Loan resolutions, which have ranged from $900 million to $2 billion (excluding the CWCapital sales) this year, totaled only $600 million in July. With fewer distressed loans removed from the delinquent loan pool, newly delinquent loans pushed the monthly total back up. Trepp currently counts $32.1 billion in CMBS loan delinquent, which is down from June's total.

“After so many months of steady declines in the delinquency rate, the slowdown in distressed loan liquidations and an uptick in newly delinquent loans put the brakes on the improvement in July,” says Joe McBride, research analyst at Trepp. “Whether the monthly decrease in loan liquidations is an outlier or a true shift to slower workout activity from special servicers remains to be seen but we expect the rate to continue downward.”

Seriously delinquent loans, which are counted as those 60-plus days delinquent, in foreclosure, REO, or non-performing balloons, have also been on a steady decline.

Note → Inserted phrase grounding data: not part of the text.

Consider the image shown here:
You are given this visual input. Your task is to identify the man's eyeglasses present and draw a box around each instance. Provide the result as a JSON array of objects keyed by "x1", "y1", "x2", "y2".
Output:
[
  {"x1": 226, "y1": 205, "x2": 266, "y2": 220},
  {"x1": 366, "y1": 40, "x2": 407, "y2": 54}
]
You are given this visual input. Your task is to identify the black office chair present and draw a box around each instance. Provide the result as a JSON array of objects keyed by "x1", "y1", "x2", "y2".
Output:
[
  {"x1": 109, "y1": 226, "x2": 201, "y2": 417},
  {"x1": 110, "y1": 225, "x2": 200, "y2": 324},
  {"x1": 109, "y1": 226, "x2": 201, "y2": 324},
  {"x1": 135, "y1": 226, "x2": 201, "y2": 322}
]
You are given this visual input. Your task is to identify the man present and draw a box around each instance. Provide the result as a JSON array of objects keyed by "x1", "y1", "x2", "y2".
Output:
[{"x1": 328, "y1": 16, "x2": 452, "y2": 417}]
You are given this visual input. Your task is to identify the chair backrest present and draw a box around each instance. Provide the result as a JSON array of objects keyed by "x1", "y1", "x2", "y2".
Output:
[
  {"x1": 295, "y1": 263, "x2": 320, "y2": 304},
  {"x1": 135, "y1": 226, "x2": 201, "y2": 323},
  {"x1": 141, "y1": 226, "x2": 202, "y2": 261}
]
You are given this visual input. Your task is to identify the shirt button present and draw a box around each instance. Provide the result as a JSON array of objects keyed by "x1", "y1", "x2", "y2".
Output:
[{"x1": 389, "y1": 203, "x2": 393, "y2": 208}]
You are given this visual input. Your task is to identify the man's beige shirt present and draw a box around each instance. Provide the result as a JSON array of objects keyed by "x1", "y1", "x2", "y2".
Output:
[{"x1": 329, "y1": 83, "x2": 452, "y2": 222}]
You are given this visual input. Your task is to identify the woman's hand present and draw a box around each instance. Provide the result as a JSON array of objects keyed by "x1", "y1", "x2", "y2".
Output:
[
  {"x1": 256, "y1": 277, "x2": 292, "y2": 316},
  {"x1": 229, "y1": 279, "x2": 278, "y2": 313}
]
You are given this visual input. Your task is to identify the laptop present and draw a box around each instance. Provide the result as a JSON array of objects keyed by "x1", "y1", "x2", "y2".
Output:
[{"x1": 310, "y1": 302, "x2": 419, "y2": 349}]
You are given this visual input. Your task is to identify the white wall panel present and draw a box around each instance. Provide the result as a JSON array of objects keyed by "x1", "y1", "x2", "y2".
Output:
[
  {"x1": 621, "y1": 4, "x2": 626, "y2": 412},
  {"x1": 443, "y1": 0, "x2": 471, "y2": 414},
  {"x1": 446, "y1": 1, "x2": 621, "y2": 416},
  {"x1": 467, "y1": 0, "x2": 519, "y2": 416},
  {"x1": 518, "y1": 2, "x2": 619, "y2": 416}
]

This improvement stalled in July, as the rate decreased by only four basis points on this basis.


Analysis by Property Sector

When broken out by major property type, lodging loans surpassed retail as the best performer. The delinquency rate for lodging loans fell to 5.19 percent in July and retail increased to 5.53 percent.

The July delinquency rate for industrial had the largest dip from June — 50 basis points. Industrial’s delinquency rate is now at 7.89 percent.

Like retail, the office sector’s delinquency rate also increased from June, rising to 6.52 percent.

While all five property types have fallen into the single digits for their respective delinquency rates, multifamily loans remain the worst performing property type, with a rate of 9.24 percent.